EDIT: Thanks all. Jusdt one thing if it's any different. I was wondering say you have a DLL for these methods and a program written in C# that allows the user to add these methods as UI items (without specifying the type). So the user adds UI item Calculate (5), and then Calculate (12.5), etc, and the C# app executes this, would there still be no overhead?
As far as the runtime is concerned these are different methods. Is the same as writing:
CalculateInt(int)
CalculateFloat(float)
Regarding the performance issues, except very special cases, you can safely ignore the method call overhead.
This question is about method overloading, not polymorphism. As far as I know, there isn't a penalty for method overloading, since the compiler will figure out which method to call at compile time based on the type of the argument being pass to it.
Polymorphism only comes into play where you are using a derived type as a substitute for a base class.
First, unless your profiler is telling you there's a performance problem, you shouldn't sacrifice good design for assumed performance gains.
To answer your question, the resolution of method calls isn't dynamic.
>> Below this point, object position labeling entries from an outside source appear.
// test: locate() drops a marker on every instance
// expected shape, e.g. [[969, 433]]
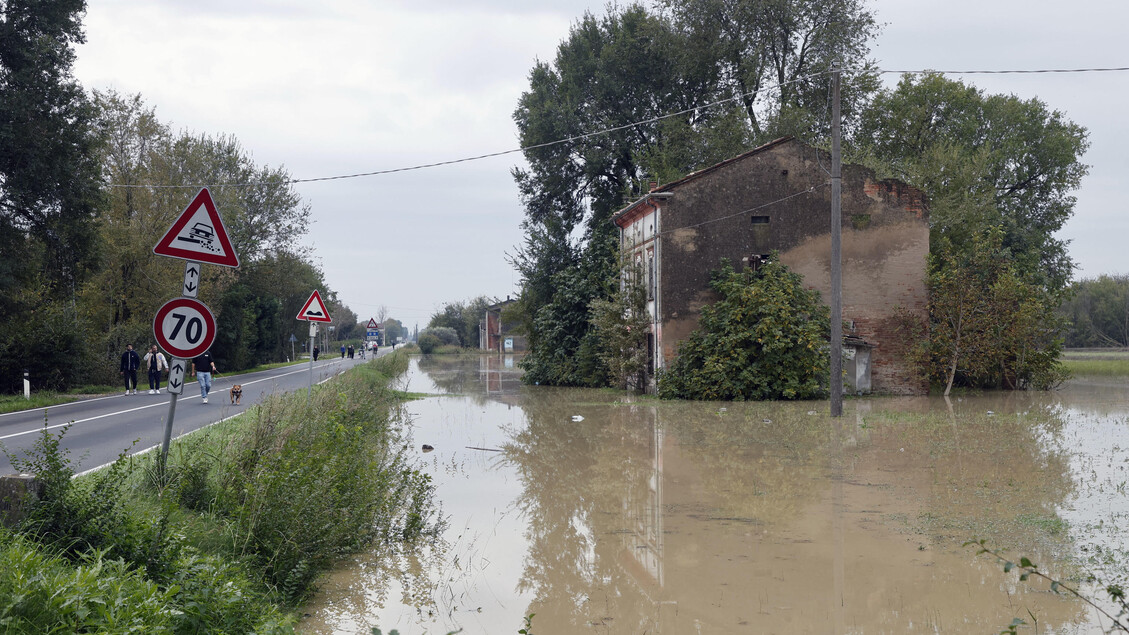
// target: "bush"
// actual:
[[304, 485], [428, 342], [766, 338], [446, 335], [79, 518]]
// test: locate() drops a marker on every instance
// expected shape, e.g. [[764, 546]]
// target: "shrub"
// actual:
[[766, 338], [446, 335], [428, 342]]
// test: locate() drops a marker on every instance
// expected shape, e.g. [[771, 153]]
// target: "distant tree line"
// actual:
[[85, 196], [1096, 313]]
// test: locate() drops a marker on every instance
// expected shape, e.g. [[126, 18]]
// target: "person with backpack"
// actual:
[[155, 362], [130, 364]]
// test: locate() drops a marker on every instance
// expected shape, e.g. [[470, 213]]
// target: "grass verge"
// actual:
[[229, 536]]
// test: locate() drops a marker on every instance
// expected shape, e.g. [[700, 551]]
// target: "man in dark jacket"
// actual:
[[130, 364]]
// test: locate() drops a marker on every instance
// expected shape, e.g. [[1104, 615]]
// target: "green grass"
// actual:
[[1097, 362], [49, 398], [233, 533]]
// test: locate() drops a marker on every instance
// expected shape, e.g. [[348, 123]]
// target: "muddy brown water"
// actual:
[[598, 512]]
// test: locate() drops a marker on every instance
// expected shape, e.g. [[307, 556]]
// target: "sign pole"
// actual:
[[309, 385], [184, 324], [168, 434]]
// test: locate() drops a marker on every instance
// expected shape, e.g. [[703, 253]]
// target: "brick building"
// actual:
[[495, 335], [778, 198]]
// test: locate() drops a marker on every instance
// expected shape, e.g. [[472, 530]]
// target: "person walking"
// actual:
[[202, 368], [155, 361], [130, 364]]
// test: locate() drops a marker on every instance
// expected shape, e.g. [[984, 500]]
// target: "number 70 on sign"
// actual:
[[184, 328]]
It's determined at compile time, so there's no cost in that respect. The only cost would be in the potential implicit casting of a type to fit the parameter type.
The method overload (i.e. the method table slot) is not resolved dynamically at runtime, it is resolved statically at compile time, so there is zero cost in having overloaded methods.
I assume you're thinking of virtual methods where the actual implementation may be overridden by a derived type and the actual method picked based on the concrete type. But that has nothing to do with overloading as virtual methods occupy the same method table slot.
There is no "cost" at run time because the compiler determines which method to call at compile time. The IL that is generated specifically calls the method that takes the appropriate parameters.
Take this for example"
public class Calculator
{
public void Calculate(int value)
{
//Do Something
}
public void Calculate(decimal value)
{
//Do Something
}
public void Calculate(double value)
{
//Do Something
}
}
static void Main(string[] args)
{
int i = 0;
Calculator calculator = new Calculator();
calculator.Calculate(i);
}
The following call is made in IL to calculate the variable "i":
L_000b: callvirt instance void ConsoleApplication1.Calculator::Calculate(int32)
Notice that it specifies the method is of type int32 which is the same type as the variable passed in from the Main method.
So if there is a cost at all it's only at compile time. No worries.
As JaredPar noted below:
There is a misconception in your question. Overloaded methods in C# are
not called dynamically at runtime. All
method calls are bound statically at
compile time. Hence there is no
"searching" for a method at runtime,
it's predetermined at compile time
which overload will be called.
3 different methods are produced in IL based on the type. The only cost will be if you are casting from one type to another, but that cost won't be significant unless you have a large amount to do. So you could stick to Calculate(double) and cast from there.
There is a misconception in your question. Overloaded methods in C# are not called dynamically at runtime. All method calls are bound statically at compile time. Hence there is no "searching" for a method at runtime, it's predetermined at compile time which overload will be called.
Note: This changes a bit with C# 4.0 and dynamic. With a dynamic object it is possible that an overload will be chosen at runtime based on the type of the object. This is not the case with C# 3.0 and below though.